Saat 00:16 olmasına rağmen hâlâ şirketteydik. Buranın bu kadar sıkıcı bir yer olacağını nereden bile bilirdim ki?

Çelebi amca sıkıcı olduğu kadar, önemli de olan toplantıları ile uğraşırken, biz onun odasında bomboş oturmaktan başka hiçbir şey yapmıyorduk.

Yaklaşık yarım saattir gözümü bile kırpmadan baktığım telefonumun şarjı bitince ister istemez dış dünyanın farkına vardım. Başım da oldukça yoğun bir sızı vardı. Anlık bir refleksle elim başımı buldu. Birşey arıyorcasına gözlerim kısık bir halde etrafı inceledim. Oturduğum rahat koltuktan kalkıp Çelebi amcanın masasına doğru ilerledim. Masanın etrafına bir şarj aleti bulma ümidi ile göz gezdirdikten sonra Mert'e seslendim...

"Mert şarj aletin var mı?" cevap vermedi. Birkez daha seslendim
"Mert kime diyorum?" cevap vermemesi sinirimi bozdu.

Hiddetle ona doğru ilerledim. Zaten şu Ahsen'le olan uyumlarından ona karşı anlamsız bir öfke peydah olmuştu. Bir de üzerine beni duymazdan gelmesini kaldıracak halde değildim.  Gördüğüm manzara karşısında birkaç saniyelik şok geçirdim. Buna neden bu kadar şaşırmıştım bilmiyorum. Onu uyurken ilk kez görmüyordum ya!  'Allahım! Bir insan uyurken bile nasıl bu kadar tatlı olabilir ki?'

Saçlarının dalgalı uçları gözlerinin önüne düşmüş, boynu havanın neminde biraz terlemiş bir haldeydi.

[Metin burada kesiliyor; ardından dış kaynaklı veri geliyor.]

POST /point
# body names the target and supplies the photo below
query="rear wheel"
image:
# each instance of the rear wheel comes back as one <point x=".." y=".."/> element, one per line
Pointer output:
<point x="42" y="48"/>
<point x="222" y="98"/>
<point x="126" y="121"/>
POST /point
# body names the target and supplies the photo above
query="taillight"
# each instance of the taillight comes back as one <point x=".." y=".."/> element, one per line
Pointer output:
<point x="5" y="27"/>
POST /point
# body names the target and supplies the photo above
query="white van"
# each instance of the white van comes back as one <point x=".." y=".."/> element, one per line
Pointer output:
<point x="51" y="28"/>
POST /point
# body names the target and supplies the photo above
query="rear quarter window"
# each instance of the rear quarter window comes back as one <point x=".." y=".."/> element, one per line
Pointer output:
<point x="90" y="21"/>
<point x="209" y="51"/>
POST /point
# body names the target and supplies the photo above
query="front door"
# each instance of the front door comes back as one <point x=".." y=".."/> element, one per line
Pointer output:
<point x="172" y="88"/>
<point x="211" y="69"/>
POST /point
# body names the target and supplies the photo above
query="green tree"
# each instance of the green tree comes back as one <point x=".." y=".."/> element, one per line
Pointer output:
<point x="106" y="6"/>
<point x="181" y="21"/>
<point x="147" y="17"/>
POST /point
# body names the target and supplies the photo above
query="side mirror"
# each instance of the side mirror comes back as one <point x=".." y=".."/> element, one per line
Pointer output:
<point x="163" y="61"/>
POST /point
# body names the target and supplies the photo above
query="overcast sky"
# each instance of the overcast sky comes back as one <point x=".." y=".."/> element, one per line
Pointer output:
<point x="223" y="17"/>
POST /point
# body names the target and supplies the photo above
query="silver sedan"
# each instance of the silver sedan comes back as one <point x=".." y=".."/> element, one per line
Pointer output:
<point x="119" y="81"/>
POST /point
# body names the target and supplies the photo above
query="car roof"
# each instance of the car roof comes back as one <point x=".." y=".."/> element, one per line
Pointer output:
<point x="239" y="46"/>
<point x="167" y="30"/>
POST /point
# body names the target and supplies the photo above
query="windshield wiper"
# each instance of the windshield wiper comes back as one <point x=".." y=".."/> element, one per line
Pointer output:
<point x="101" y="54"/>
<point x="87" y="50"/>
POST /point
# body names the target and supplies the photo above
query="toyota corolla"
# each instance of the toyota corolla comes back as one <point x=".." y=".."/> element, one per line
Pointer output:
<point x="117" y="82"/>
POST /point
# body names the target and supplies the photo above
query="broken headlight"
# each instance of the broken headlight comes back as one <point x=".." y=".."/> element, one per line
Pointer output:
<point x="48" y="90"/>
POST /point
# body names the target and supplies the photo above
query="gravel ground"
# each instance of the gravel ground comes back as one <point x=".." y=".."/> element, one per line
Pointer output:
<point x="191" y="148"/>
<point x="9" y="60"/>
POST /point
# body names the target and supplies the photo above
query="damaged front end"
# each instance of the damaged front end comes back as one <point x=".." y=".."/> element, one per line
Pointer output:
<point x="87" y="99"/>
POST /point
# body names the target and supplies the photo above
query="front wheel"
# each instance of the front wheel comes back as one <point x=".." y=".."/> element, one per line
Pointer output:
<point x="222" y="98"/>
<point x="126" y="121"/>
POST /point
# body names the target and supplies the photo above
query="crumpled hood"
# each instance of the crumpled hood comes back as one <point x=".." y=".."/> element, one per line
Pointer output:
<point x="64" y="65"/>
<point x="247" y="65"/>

İçimdeki ona tapan taraf bir anda bütün benliğimi ele geçirdi. 'Bu haliyle bile olağanüstü olması yasa dışı olmalı' diye geçirdim. ellerim istemsizce saçlarına gitti. Mantığım beni tokatlarcasına çırpınırken, ben ona aldırmadan devam ediyordum. Aslında bu tavırları sergileyen deli cesaretli o kişi ben değildim. Uzaktan bir kumandayla kontrol ediliyor gibiydim. Mantığımı dinlemeye çabaladıkça daha da dibe batıyordum. Adeta bir bataklığa düşmüşüm ve debelendikçe içine çivileniyor gibiydim. Zaman sanki durmuştu. Hem de hiç durmaması gereken bir anda durmuş, ve beni bu zamanda çivilemiş gibiydi.

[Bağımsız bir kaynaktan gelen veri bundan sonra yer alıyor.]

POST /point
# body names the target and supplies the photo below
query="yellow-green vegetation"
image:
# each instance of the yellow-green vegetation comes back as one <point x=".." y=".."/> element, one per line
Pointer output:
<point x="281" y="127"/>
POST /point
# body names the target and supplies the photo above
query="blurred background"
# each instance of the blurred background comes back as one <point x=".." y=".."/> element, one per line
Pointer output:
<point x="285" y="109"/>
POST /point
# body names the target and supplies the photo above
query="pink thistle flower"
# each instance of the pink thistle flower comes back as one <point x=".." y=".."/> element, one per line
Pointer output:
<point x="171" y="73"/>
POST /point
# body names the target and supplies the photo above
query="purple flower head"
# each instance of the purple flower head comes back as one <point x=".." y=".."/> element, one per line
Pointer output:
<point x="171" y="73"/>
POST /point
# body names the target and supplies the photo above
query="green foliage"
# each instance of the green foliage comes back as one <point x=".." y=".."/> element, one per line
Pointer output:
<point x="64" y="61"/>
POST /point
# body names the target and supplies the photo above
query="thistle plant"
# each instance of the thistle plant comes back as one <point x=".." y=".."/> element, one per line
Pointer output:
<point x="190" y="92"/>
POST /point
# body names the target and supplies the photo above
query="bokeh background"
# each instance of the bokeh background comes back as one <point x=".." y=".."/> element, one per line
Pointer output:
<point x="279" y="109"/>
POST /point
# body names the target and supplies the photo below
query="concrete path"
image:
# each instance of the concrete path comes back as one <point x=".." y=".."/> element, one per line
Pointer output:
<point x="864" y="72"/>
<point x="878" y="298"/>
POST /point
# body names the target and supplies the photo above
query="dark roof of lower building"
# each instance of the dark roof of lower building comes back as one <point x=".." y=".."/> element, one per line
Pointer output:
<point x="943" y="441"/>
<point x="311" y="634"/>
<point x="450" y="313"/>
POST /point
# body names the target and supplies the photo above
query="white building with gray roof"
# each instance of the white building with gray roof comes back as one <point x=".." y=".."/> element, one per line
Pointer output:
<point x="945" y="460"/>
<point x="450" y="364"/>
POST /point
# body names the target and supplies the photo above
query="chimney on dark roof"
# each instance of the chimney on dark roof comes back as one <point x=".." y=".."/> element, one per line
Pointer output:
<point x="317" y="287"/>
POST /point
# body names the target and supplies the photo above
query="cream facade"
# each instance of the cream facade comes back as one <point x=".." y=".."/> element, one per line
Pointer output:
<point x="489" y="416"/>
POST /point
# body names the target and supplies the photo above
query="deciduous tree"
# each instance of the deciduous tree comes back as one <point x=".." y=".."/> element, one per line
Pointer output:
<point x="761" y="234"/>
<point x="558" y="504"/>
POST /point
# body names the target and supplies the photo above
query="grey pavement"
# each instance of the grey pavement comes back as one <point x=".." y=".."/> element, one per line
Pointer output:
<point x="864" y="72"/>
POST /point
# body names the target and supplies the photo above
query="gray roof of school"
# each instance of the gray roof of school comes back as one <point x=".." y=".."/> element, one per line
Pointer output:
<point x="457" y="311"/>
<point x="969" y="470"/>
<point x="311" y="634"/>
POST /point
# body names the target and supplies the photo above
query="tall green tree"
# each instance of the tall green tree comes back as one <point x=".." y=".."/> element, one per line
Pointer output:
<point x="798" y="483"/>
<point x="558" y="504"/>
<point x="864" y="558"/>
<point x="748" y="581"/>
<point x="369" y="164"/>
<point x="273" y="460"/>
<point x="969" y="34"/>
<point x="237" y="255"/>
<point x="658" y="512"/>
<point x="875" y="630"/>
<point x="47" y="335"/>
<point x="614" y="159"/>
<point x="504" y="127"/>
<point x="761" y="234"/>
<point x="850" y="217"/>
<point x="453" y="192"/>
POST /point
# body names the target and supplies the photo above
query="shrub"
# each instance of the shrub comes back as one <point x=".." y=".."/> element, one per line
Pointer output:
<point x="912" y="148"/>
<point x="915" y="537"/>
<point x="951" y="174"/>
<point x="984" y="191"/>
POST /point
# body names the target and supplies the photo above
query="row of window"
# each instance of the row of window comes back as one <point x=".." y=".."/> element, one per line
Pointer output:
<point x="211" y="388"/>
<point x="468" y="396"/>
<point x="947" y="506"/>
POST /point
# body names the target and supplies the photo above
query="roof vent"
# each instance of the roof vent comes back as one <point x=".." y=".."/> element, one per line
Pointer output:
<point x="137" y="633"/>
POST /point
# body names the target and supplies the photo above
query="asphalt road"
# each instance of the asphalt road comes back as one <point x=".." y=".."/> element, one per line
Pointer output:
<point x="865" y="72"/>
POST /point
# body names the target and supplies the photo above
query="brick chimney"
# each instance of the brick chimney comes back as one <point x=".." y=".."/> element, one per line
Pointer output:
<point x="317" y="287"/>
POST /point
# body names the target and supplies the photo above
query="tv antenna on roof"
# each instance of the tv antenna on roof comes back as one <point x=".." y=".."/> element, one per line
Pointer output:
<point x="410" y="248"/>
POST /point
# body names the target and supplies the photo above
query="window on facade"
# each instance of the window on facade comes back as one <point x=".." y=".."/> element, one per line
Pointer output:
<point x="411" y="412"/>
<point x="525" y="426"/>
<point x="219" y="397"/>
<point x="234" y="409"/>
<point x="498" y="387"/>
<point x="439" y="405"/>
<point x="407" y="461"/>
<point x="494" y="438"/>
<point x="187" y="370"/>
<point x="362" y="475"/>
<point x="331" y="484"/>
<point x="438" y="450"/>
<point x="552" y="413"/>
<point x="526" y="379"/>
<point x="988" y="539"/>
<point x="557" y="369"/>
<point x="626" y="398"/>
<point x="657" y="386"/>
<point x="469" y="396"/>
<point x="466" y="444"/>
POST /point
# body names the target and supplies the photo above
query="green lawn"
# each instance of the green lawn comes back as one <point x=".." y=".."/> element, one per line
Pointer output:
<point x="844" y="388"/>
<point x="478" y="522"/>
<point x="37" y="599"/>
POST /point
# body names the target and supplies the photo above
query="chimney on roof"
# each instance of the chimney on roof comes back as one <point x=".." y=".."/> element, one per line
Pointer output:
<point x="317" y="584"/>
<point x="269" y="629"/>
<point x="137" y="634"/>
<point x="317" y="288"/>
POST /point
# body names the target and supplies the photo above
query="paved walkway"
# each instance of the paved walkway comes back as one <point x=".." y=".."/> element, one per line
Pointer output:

Ellerim saçlarını, ardından yavaşça yanağını buldu. Ona hem bu kadar yakın olup, hem de bu kadar uzak olmak hiçte adil değildi.

Bir müddet düşüncelerimle boğuşurken, irkilerek geri çekildim. 'Napıyorum ben? Sevdiğimi söylediğim çocuğu resmen taciz ediyorum.' Babasının kızı gibi davranıyordum. Bunun onun yaptığından hiçbir farkı yoktu. Masumane bile olsa onun izni olmadan...
Bu doğru değildi.

Bir adım daha geri çekildim. Gözlerimi ellerimi buldu. Korku içinde titreyen ellerime baktım.

Ben cidden babasının kızı mıyım?

Şuan da birinin, her hangi birinin bu soruya "hayır!" diye haykırmasına o kadar ihtiyacım vardı ki!

Gözlerim ellerim de bir masumun kanı varmış gibi ürkek ve bir o kadar da tiksinir şekilde ellerimin üzerinde kenetlenmişti.